The name had at least two meanings, both perfect: Prince liked to think of Vanity as his female mirror image, and she was also about to become the center of his first true vanity project (though you could make the argument that Morris Day, with his mirror, was also all about vanity). Vanity, Susan Moonsie, and a third singer, Brenda Bennett, entered the recording studio in March of 1982 to add vocals to a set of tracks that Prince had already prepared. Five months later, Vanity 6 released its debut. “Nasty Girl,” the opening song, established the formula: spare synthpop grooves, mostly friendly, with salacious lyrics and vocals that were more coy than powerful. “Do you think I’m a nasty girl?” Vanity asked, and answered a few lines later: “I need seven inches or more/ Get it up, get it up — I can’t wait anymore.”* Elsewhere on the record, Prince gave the band more outré electronics (“Drive Me Wild,” “Make-Up”), risqué songs (“Bite the Beat,” a celebration of oral sex which could have been handed off to Blondie or the Go-Go’s), and relatively innocent songs with risqué titles (“Wet Dream”). The ballad “3 x 2 = 6” had an attractive melody, but it exposed Vanity’s limitations as a vocalist. The funkiest, funniest moment was the Time-like “If a Girl Answers (Don’t Hang Up),” a skit-song combo in which Vanity tangled with the new girlfriend of an ex (played, hilariously and unconvincingly, by Prince).
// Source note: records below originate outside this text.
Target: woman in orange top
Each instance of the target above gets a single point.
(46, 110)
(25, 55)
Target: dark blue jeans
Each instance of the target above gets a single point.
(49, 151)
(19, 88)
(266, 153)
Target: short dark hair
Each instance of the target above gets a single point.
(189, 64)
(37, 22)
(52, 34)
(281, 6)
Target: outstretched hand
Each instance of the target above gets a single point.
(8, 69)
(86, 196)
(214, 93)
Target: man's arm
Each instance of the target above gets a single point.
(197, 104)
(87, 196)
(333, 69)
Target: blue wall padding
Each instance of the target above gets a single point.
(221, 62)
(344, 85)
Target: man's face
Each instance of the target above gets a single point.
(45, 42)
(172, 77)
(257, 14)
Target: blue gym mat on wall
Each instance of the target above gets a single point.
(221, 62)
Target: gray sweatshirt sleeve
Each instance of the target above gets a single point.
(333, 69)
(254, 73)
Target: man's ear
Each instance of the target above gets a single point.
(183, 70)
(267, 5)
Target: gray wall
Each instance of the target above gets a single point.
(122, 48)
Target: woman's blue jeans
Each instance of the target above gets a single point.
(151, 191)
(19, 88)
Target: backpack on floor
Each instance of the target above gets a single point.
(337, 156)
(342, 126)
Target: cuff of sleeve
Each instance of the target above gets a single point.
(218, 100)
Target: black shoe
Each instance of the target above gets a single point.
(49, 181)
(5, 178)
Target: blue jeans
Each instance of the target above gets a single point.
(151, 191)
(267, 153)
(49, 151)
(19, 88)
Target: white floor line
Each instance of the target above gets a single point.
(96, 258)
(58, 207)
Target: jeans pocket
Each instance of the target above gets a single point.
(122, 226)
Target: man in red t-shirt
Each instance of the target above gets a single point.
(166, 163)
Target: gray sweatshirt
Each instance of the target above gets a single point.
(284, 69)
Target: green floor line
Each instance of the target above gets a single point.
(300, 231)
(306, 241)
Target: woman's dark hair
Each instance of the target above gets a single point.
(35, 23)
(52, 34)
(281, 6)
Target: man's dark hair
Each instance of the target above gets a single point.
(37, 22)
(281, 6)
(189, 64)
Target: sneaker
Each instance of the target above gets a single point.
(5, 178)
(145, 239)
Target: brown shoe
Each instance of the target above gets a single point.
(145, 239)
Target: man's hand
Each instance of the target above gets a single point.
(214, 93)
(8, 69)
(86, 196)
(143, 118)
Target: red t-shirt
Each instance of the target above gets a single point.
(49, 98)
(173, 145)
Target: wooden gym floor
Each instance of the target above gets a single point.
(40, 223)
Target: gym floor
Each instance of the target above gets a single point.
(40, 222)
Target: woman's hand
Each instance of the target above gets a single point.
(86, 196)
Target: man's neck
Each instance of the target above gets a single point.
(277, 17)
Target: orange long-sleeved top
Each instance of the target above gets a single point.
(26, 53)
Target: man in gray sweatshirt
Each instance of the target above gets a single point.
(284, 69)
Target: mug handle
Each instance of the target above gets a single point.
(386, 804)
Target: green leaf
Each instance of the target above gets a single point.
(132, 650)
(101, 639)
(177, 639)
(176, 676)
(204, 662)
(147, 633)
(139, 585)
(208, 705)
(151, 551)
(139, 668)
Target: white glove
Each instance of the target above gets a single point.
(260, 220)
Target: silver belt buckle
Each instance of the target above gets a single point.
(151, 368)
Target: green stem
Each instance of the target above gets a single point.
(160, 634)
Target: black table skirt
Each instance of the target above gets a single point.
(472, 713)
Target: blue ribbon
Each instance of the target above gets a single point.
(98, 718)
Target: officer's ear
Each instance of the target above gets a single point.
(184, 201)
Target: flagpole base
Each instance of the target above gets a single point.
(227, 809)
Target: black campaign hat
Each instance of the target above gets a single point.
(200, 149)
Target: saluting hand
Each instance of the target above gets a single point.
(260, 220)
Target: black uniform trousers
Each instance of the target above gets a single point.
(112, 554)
Vanity 6 ran its course — or rather, ran off course. Vanity was cast as the romantic lead in Purple Rain but departed before shooting started. Replacement auditions for the film were hastily arranged. The part went to Patricia Kotero, a Mexican-American model and actress who had had appeared in various television shows and a few music videos, including Ray Parker Jr.’s “The Other Woman.” Prince renamed her Apollonia — this time, he only had to look as far as her middle name — and cast her in both the film and a new version of Vanity 6. Apollonia 6 featured mostly Kotero and Brenda Bennett, along with backing vocals by Lisa Coleman and Jill Jones. Though Apollonia was a better singer than Vanity, the music had little of the punkish insistence of its antecedent. The songs were more fully realized, which ironically worked to their disadvantage — mostly they just sounded like less energetic Prince songs, and in fact several tracks demoed by Apollonia 6 and left off the album ultimately entered the Prince canon via other routes: “Manic Monday” (which ended up with the Bangles), “The Glamorous Life” (which found a home with Sheila E.), and “17 Days” (which became the B side of “When Doves Cry”). The two keepers were “Sex Shooter,” a close cousin of “17 Days” that the band performed onscreen in Purple Rain, and “Happy Birthday, Mr. Christian,” which reversed the plot of the Police’s “Don’t Stand So Close to Me” and added a deadbeat-dad twist: Mr. Christian, the high school principal, impregnated a student but wouldn’t support her and her child. Apollonia left after the band’s sole album.